Ghana’s economy faces downside risk and a severe battering from the slump in commodity prices on the world market, which could put the fiscal gains made over the last few months into disarray, as a further increase in the current account deficit would reduce an already low reserve buffer and trigger increased exchange rate pressure, the report card of the International Monetary Fund’s (IMF) assessment of the economy has predicted.
The situation, the Fund envisaged, could be worsened by the three-year old erratic energy supply challenges if they remain unresolved by end of the year.
Commodity exports account for 85 percent of the country’s total merchandise exports, and it is expected that a further fall in commodity prices, in particular oil, gold or cocoa, could result in a sharp contraction of exports and a further widening of the current account deficit — though part of this would be offset by lower profit and dividend payments.
The IMF, which was in the country a couple of months ago to assess the progress made in implementing the 3-year Extended Credit Facility programme, in a report to its Executive Board noted that the economy’s health now hinges on the country’s power sector amidst the decline in world crude oil, cocoa and gold prices.
It said an additional drop in gold price would also reduce production and fiscal revenue.
“Economic growth prospects will depend on how fast the ongoing electricity crisis is addressed. A new decline in commodity prices (oil, cocoa and gold) would weigh on the fiscal and external balances.
“While fiscal consolidation is on track, tighter conditions on both the domestic securities market and international capital markets may pose financing risks for the budget,” it said.
Ghana’s economy is forecasted to grow by 3.5 percent this year, following the decision by power producers to intensify the load-shedding programme in view of the low inflow of rainfall into the Akosombo Dam, which coincided with the maintenance and upgrade of some major thermal power facilities — as well as the government’s inability to procure crude oil to power the thermal plants that depend on cheap natural gas from Atuabo and Nigeria.
Last year, the non-oil economy was substantially affected by the large depreciation of the cedi and the electricity crisis, which dampened manufacturing production.
Already, preliminary estimates for the first quarter of this year show a deceleration in year-on-year growth to 4.1 from 4.5 percent in the last quarter of 2014.
The IMF added: “The services sector, in particular transport and trade, accounted for most of the growth deceleration, while growth in the agriculture and industry sectors remained subdued”.

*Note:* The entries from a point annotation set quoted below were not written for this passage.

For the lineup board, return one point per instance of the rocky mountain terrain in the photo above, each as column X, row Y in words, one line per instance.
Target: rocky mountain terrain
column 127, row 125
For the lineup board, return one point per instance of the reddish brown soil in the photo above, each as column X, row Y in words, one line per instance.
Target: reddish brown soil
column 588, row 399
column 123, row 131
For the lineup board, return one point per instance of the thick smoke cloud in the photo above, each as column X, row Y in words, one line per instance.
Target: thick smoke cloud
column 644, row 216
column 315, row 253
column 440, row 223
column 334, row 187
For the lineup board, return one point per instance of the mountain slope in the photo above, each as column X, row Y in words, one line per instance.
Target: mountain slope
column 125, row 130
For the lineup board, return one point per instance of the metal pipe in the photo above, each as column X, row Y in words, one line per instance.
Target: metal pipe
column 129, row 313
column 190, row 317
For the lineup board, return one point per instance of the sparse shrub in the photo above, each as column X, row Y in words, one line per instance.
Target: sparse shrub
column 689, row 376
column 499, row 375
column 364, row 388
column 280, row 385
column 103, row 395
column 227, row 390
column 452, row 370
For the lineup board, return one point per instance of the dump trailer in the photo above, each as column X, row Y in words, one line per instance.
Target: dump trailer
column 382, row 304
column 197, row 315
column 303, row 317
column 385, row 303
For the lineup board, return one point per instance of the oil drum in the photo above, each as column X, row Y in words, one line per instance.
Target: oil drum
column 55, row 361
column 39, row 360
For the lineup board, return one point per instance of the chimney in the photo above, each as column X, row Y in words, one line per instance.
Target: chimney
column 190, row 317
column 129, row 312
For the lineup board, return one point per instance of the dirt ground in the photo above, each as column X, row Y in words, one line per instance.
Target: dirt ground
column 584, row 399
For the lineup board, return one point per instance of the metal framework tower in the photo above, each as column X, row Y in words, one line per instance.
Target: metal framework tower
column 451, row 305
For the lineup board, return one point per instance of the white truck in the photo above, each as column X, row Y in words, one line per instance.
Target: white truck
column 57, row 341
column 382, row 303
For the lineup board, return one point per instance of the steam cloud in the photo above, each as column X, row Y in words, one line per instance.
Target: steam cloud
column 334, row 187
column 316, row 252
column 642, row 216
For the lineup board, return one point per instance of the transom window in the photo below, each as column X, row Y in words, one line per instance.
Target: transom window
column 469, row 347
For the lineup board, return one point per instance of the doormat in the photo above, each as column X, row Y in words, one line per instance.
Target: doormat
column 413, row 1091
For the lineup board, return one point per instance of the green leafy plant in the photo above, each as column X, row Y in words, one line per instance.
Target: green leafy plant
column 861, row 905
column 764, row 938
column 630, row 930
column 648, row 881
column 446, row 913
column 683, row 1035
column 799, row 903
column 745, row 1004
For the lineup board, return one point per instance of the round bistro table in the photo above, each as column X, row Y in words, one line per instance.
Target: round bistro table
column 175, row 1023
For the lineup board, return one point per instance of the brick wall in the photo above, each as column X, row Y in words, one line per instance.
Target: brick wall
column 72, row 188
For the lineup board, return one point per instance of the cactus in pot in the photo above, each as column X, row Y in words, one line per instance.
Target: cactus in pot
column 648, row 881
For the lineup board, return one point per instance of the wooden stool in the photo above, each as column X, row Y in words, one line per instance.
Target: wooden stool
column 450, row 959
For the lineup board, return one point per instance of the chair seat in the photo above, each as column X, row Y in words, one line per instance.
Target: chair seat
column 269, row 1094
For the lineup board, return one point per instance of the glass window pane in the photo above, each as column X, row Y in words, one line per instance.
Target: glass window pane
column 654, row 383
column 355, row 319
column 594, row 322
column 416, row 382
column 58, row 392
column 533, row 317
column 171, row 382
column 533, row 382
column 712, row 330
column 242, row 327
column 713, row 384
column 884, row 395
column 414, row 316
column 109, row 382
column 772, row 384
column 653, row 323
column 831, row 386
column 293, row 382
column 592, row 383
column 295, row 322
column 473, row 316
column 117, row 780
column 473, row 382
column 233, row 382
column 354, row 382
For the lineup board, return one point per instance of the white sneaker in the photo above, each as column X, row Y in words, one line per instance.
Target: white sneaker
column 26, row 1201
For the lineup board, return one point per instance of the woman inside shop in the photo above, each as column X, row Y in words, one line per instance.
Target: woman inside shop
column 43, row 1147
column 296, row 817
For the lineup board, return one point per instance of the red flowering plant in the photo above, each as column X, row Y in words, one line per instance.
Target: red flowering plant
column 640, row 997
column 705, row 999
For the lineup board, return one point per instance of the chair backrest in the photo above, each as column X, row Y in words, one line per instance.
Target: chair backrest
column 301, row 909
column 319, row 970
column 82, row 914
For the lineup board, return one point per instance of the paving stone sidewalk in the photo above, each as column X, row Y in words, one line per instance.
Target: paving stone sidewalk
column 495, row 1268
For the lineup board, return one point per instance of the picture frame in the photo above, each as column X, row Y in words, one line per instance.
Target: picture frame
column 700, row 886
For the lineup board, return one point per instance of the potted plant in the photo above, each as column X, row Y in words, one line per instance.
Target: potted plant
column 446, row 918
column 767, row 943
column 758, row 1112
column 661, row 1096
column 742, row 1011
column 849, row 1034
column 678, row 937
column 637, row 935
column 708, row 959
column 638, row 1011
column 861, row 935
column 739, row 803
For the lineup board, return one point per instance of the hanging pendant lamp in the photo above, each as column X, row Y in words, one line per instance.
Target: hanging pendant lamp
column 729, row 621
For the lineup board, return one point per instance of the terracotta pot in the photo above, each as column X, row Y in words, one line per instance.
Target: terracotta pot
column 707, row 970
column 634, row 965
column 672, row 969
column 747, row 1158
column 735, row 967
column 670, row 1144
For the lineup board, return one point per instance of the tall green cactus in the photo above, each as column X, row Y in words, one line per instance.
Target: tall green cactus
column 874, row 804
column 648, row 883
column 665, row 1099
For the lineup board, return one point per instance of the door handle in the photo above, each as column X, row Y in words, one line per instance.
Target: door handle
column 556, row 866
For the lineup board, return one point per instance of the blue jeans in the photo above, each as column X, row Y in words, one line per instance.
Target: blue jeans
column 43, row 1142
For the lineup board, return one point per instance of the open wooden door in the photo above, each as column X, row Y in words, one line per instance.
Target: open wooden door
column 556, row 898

Government’s attempts to address the constant blackouts have largely been disappointing, with the strategies largely dependent on the successful establishment of privately-owned plants.
The Power Minister Dr. Kwabena Donkor has put his job on the line if the energy situation is not fixed by end of the year — a promise that looks unlikely to be fulfilled as the date for arrival of two critical power barges have been shifted back to end-October from its original date of September, with US$50million guarantee for one of the barges yet to be satisfied.
Added to the energy crisis headache of government is declining world commodity prices, which have already forced it to cut revenue expectations from an initial figure of US$4.2billion as stated in the budget to about US$1.5billion, which Finance Minister Seth Terkper has indicated will further be cut on account of a lower than expected crude oil price.
Besides, a poor cocoa harvest and sluggish gold production have led to lower-than-projected exports, whereas non-oil imports rebounded from recent historic low levels — adding pressure to the foreign exchange market. The capital and financial accounts exhibited lower capital outflows. In line with the seasonal pattern, gross international reserves dropped by US$1.1billion by end-June to US$3.2billion, which covers about 2.1 months of imports.
These developments have exerted significant pressure on the cedi, which has experienced erratic instability since beginning of the year.
At the same time, the power crisis has impacted negatively on business and job growth, with many enterprises cutting production levels and laying-off workers.
According to the IMF the energy crisis is a major bottleneck to economic growth, while poor investment in the agriculture sectors limits job-creation for a fast-growing workforce.
It added: “Properly addressing the energy crisis, which has been hampering economic activity, with additional power generation from private-financed power plants by end-2015/early-2016 will be critical for supporting a rebound in growth next year.
“Failure to resolve the energy crisis by end of this year would most likely result in further deceleration of GDP growth — particularly in the industrial sectors.”